Polar generates no heat in the action department. Trying so hard to be cool and bafflingly out of touch, settles for one of those Post-Tarantino/Guy Ritchie late 90’s, early 00’s crime/assassin films, complete with trip hop beats and “cool” character names introduced on screen. Its puzzling people still make these but here is another one.
Duncan Vizla (Mads Mikkelsen) is a soon to be retired professional hitman who is haunted by late 90’s montage flashbacks and threatened with an even earlier “retirement” from his employer.
There is a shoot-out while in the nude that could have worked as a set-up, but here it is an hour in.
These types of movies are so in love with themselves that they stack irritating scenes that seems colorful, edgy or cool that never go anywhere. To work they need to push something, be it audacity, vulgarity, anything. They only work on energy and mostly fizzle out way before the whole duration.
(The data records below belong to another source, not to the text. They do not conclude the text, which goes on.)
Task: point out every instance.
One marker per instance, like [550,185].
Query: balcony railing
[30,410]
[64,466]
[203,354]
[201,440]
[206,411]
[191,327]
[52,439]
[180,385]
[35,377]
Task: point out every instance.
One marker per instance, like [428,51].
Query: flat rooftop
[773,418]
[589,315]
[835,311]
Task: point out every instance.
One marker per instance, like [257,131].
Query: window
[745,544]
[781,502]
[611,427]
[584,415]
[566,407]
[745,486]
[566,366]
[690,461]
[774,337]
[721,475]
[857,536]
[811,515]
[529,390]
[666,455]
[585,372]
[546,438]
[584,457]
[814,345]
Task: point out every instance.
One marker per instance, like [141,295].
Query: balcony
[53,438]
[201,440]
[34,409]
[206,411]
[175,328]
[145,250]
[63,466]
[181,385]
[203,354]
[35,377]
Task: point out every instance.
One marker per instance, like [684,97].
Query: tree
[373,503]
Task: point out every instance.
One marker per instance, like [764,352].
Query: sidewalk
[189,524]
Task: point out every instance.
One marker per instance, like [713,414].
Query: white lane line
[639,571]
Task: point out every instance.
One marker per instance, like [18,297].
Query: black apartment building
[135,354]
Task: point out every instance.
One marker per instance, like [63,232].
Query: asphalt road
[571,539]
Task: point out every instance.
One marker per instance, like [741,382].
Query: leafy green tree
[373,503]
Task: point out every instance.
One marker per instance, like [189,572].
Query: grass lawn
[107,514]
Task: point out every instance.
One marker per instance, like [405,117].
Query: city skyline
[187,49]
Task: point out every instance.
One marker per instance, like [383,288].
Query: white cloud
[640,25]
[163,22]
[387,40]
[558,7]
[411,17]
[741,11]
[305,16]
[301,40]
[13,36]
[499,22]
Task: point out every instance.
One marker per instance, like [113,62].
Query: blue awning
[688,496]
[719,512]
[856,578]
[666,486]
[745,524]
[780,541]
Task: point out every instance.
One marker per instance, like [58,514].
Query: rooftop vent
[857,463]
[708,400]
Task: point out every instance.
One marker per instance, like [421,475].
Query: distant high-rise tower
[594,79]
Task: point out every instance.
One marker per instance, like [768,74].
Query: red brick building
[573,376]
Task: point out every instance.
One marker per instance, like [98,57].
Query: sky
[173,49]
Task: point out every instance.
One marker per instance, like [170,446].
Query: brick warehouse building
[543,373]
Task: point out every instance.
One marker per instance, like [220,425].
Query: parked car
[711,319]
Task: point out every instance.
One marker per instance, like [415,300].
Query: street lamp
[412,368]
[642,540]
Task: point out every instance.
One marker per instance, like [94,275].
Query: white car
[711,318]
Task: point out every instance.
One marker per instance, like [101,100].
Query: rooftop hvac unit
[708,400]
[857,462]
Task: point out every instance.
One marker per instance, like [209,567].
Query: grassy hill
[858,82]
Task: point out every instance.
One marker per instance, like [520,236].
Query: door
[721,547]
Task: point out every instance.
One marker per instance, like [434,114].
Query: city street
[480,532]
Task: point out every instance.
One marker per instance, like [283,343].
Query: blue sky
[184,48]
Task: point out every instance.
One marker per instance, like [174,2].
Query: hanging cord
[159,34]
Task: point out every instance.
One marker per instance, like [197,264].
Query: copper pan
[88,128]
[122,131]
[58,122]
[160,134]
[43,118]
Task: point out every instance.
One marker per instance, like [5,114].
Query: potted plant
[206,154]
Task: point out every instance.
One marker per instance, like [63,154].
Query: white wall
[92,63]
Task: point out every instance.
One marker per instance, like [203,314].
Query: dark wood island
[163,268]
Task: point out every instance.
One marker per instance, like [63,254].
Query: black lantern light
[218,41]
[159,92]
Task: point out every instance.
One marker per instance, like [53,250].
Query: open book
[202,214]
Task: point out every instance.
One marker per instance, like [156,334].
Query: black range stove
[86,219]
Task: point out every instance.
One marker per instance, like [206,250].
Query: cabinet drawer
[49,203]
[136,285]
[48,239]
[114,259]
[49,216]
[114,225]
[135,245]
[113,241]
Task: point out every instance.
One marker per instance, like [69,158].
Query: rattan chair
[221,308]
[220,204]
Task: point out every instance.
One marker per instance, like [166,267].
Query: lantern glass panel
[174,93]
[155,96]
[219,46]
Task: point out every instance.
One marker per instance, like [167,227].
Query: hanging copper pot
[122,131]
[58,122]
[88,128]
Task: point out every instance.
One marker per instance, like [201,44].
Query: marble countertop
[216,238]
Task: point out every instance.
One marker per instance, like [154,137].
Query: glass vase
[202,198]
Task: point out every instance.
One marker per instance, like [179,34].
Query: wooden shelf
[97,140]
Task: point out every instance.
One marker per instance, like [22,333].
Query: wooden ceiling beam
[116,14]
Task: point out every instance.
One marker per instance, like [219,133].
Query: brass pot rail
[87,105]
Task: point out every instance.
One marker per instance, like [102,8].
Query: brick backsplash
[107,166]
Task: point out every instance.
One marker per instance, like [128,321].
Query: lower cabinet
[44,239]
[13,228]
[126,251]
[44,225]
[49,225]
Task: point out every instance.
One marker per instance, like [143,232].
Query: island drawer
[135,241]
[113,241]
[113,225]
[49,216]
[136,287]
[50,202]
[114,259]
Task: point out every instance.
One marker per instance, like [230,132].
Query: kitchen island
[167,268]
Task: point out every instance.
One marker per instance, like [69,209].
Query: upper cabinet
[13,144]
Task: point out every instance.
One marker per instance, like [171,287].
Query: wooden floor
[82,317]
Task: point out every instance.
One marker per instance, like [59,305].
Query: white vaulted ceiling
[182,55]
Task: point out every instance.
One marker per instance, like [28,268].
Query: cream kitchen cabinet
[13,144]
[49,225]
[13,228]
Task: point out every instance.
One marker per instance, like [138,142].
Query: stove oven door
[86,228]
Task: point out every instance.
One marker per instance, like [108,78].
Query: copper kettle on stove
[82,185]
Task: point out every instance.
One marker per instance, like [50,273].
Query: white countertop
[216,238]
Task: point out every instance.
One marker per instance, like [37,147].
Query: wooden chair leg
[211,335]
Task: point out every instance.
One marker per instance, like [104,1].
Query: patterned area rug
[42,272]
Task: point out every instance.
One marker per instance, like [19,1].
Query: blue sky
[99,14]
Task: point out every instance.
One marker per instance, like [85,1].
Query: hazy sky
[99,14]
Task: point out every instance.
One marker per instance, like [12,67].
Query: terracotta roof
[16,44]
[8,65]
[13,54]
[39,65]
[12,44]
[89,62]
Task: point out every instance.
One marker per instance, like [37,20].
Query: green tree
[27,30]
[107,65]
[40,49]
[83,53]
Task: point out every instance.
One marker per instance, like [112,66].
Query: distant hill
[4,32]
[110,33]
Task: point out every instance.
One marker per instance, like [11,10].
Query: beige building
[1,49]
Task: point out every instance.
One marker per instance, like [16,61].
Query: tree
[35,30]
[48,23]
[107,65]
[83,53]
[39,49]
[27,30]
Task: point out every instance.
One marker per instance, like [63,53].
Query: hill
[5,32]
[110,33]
Polar is lukewarm from the top with its tired opening scene featuring a cameo from retired “Jackass” Johnny Knoxville getting shot while recieving a blowjob.
Jonas Åkerlund, certified quack, can’t muster up any of the vigour from his music video days to at least inject this pedestrian turn with something that moves. Main interest was the addition of editor Doobie White, who recently made something interesting with Resident Evil: Final chapter (Paul WS. Anderson). Anderson’s clean, symmetrical compositions was, it turned out, a great foil for evoking Se7en era rip-off credits and Rapid Eye Movement post-MTV editing patterns as narrative. There is none of that experimental formalism in Polar. Instead, it is toned down and more conventional. This “form” only delegated to the usual flashback/nightmare-montages. Disappointing to say the least because there is no other intention to speak of.
Polar does try to establish some unearned drama, which however, could have made for a much more interesting film. Too concerned with obnoxious assassin characters and explicit body parts, it fumbles the story arch all together and tries to pad it on as a twist.
Mads Mikkelsen and Vanessa Hudgens really deserves a better film. And how the hell is Richard Dreyfuss even in this thing?
Mikkelsen is a powerhouse and looks absolutely stunning throughout. That’s about it.